Review Summary: 2020 metalcore: exhibit c
I really wish that current metalcore bands had more individuality. A lot of up-and-coming bands, Bury Tomorrow being a shining example, don’t have any distinctiveness to their sound or style. Djenty, bouncy grooves. Clean choruses. Breakdown at the end of song. Spacey, ambient bridge with refrain. Repeat 11-12 times. It doesn’t astonish me that this style has gotten so popular. It’s safe enough that people who grew out of their scene kid days can come back to it without feeling out of their depth, but heavy enough to not be called radio rock.

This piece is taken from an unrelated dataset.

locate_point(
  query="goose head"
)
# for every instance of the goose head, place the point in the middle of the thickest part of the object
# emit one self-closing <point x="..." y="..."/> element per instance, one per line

But despite the mockery that crabcore and scenecore and all the 2000s swooped hair bands got, you couldn’t deny that they had a sound and style that was unique, with songs that had random trance parts, two-steps, and a bunch of other things mashed together in defiance of any kind of structure, and quirky song titles and fashion trends that made them stand out in any crowd. I put on Bury Tomorrow’s new record and I saw everything it had to offer me from miles away.
Describing the first track is really enough to describe most of the positives and negatives. “Choke” greets my ears with a bouncy, djenty guitar groove and harsh vocals that soon lead into a clean chorus. Repeat. The breakdown was good enough, I guess. The first thing that becomes apparent a few tracks later is how lifeless the production is. The drums don’t sound like a human is hitting them at all, but it probably doesn’t help that the drummer for this band lacks any initiative to stand out or do anything that isn’t just following the guitars.The fills are non-existent and the beats are just propulsive enough. I can’t really hear the bass, not like it would matter anyways, because it probably just follows the guitars. Like every modern metalcore band, they have the harsh vocalist and the guitarist that does the clean choruses, and both are pretty average. The harsh vocals really don’t have any of the vocalist’s own voice in them, and as a result lack a lot of power. The clean vocalist sounds like he should be fronting an alternative country band.
I know this review sounds pretty negative, but the rating is because a lot of stuff isn’t bad as much as it is done with just enough skill to be bearable. The guitars in particular shine, with some catchy grooves and small solos here and there. But in a scene where almost every band is ripping off Architects, that isn’t nearly enough to be deemed truly exceptional. The concept of this album is pretty unoriginal, but lyrically told well. The songs follow struggles with mental health and other challenges with life and the toll it takes on an individual. A shame the music is so average that it really feels like the theme was just chosen to compensate for instrumentals and vocals that could barely evoke emotion by themselves. There are some interesting moments on the album every once and awhile, that shows that the band has some level of creative ambition. “The Grey” has a pretty cool riff that is present at various parts in the song, and takes more of a slow, post-metal approach to structure. “Cannibal” has an interesting melodic break where the harsh vocalist tries to do some shouting cleans that kind of sound like a Daryl Palumbo impression. If you like this album, just listen to Architects.